The U.S. military also trains Somalia’s elite Danab special forces that now number around 1,000, and is providing Danab with air cover and intelligence, Gaid said. “Is it possible to move forward with that plan now?”
Danab units are now operational in four of Somalia’s five member states, the U.S. military says, and they conducted about 80% of the Somali national army’s offensive forces in the quarter ending Sept. Somalia also has some 1,500 special forces that have been trained by Turkish troops, she said, but “they don’t benefit from Turkish advisers on the ground.”
Handling insecurity

Without U.S. forces, al-Shabab “will find it easier to overrun AMISOM, let alone the Somali national army,” Vanda Felbab-Brown, co-director of the African Security Initiative at the Brookings Institution, told an online event this week. And with neighboring Ethiopia’s conflict increasing pressure to withdraw more Ethiopian forces from Somalia, a U.S. troop withdrawal “is really just the worst time.”

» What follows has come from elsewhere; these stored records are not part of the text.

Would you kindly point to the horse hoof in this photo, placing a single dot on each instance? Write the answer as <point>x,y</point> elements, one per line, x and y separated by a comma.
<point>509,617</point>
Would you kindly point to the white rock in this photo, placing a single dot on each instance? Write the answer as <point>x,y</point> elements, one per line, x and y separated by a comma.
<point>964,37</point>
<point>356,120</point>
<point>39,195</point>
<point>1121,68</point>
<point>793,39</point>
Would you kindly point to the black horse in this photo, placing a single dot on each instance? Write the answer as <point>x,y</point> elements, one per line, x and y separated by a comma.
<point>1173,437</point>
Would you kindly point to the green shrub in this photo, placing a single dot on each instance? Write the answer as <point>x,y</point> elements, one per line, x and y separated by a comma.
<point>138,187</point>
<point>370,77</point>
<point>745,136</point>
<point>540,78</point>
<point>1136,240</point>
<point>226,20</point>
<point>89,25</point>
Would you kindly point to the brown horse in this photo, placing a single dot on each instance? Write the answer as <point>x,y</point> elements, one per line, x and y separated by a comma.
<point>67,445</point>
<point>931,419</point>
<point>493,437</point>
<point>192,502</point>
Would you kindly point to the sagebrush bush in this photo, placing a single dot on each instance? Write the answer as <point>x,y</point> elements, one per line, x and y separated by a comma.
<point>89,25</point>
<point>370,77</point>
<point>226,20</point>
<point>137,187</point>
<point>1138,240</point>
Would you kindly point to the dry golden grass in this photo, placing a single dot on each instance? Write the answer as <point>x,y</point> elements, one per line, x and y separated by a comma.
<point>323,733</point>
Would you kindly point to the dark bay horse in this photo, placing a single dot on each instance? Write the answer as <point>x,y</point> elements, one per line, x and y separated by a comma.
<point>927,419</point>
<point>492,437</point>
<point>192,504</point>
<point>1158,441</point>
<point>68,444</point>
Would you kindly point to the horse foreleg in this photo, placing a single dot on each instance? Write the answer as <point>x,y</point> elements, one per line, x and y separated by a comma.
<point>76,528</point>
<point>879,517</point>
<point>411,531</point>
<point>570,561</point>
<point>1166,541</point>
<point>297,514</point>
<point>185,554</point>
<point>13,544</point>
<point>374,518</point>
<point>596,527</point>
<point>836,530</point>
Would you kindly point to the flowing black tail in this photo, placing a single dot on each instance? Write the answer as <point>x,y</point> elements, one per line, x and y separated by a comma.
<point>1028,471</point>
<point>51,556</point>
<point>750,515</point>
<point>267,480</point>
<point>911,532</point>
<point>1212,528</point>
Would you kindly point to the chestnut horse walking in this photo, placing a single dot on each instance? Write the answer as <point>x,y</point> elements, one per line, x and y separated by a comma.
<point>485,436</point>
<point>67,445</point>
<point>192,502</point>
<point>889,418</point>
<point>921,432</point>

The support that U.S. forces give AMISOM is “huge,” Gaid said, including as a key interlocutor with Somali forces. And with AMISOM also drawing down by the end of next year, “it’s a tricky time.”
The U.S. has said implementation of the plan for Somali forces to take over the country’s security next year is “badly off track,” said the new report by the Department of Defense inspector general. They still rely on the international community for financial support, and yet they “sometimes go unpaid for months.”
Maybe a U.S. withdrawal would lead the AMISOM force to adjust its own withdrawal timeline “more realistically,” Mahmood said. But no other country appears to have the willingness to replace what U.S. forces are doing on the ground
And a withdrawal of both the U.S. and AMISOM would risk leaving the impression that “Somalia increasingly can rely less and less on external security partners,” Mahmood said. What had meant to be the country’s first one-person-one-vote election in decades instead remains limited by disputes between the federal government and regional ones — which the U.S. has said also weakens command and control of Somali forces.
Even though U.S. forces don’t provide election security, “our problem is, with the U.S. focused on a drawdown of troops, it would not be focused on how the elections are going politically,” Gaid said.